208 F. Supp. 427, 1962 U.S. Dist. LEXIS 3605
CourtDistrict Court, E.D. Louisiana
DecidedAugust 2, 1962
DocketCiv. A. Nos. 10062, 10047
StatusPublished
Cited by2 cases

This text of 208 F. Supp. 427 (Adams v. City of New Orleans, Louisiana) is published on Counsel Stack Legal Research, covering District Court, E.D. Louisiana primary law. Counsel Stack provides free access to over 12 million legal documents including statutes, case law, regulations, and constitutions.

Bluebook
Adams v. City of New Orleans, Louisiana, 208 F. Supp. 427, 1962 U.S. Dist. LEXIS 3605 (E.D. La. 1962).

Opinion

CHRISTENBERRY, Chief Judge.

This matter is before the Court on plaintiffs’ motion for a preliminary injunction to restrain the practice of segregation of races in certain restaurant, bar and lounge facilities at the Moisant International Airport. Opposition to the motion has been filed by defendants, The City of New Orleans, and its Mayor, O. L. Sands, the manager of the airport, the New Orleans Aviation Board, its chairman and members, and the Interstate Company, the lessee-operator of the facilities in question.

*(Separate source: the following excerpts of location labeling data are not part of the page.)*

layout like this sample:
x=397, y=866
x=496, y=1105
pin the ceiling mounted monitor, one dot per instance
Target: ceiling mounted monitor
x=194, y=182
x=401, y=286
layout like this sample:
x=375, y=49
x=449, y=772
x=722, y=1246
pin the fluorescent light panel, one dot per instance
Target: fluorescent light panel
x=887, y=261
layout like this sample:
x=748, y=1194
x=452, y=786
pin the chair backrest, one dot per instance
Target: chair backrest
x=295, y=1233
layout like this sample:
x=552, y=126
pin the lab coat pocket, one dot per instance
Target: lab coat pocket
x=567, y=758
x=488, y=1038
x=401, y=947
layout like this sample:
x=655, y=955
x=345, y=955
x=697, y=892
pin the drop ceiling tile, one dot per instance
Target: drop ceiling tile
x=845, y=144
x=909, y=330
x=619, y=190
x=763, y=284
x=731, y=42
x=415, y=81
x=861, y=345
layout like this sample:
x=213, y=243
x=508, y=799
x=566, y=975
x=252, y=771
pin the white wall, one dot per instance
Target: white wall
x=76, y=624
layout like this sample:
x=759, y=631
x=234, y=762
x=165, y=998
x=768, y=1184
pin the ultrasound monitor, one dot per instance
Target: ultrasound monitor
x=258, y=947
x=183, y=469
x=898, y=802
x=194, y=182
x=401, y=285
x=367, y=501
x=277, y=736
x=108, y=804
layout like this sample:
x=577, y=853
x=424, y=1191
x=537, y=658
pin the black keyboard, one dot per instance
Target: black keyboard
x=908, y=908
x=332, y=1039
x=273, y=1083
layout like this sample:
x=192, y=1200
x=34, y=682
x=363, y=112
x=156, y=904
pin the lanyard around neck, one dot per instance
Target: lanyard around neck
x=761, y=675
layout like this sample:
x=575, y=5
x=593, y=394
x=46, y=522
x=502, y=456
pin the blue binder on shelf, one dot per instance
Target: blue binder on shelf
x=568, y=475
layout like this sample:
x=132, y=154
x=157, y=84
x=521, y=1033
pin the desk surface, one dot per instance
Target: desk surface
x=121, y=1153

In 1957, the City of New Orleans and the New Orleans Aviation Board, an agency of the city charged with the maintenance and operation of the Moisant International Airport, undertook the construction of a new administration and terminal building for the airport, which was aided by a substantial loan from an agency of the federal government. The land on which the building was constructed and the building itself were and are now owned and maintained by the City and its Aviation Board.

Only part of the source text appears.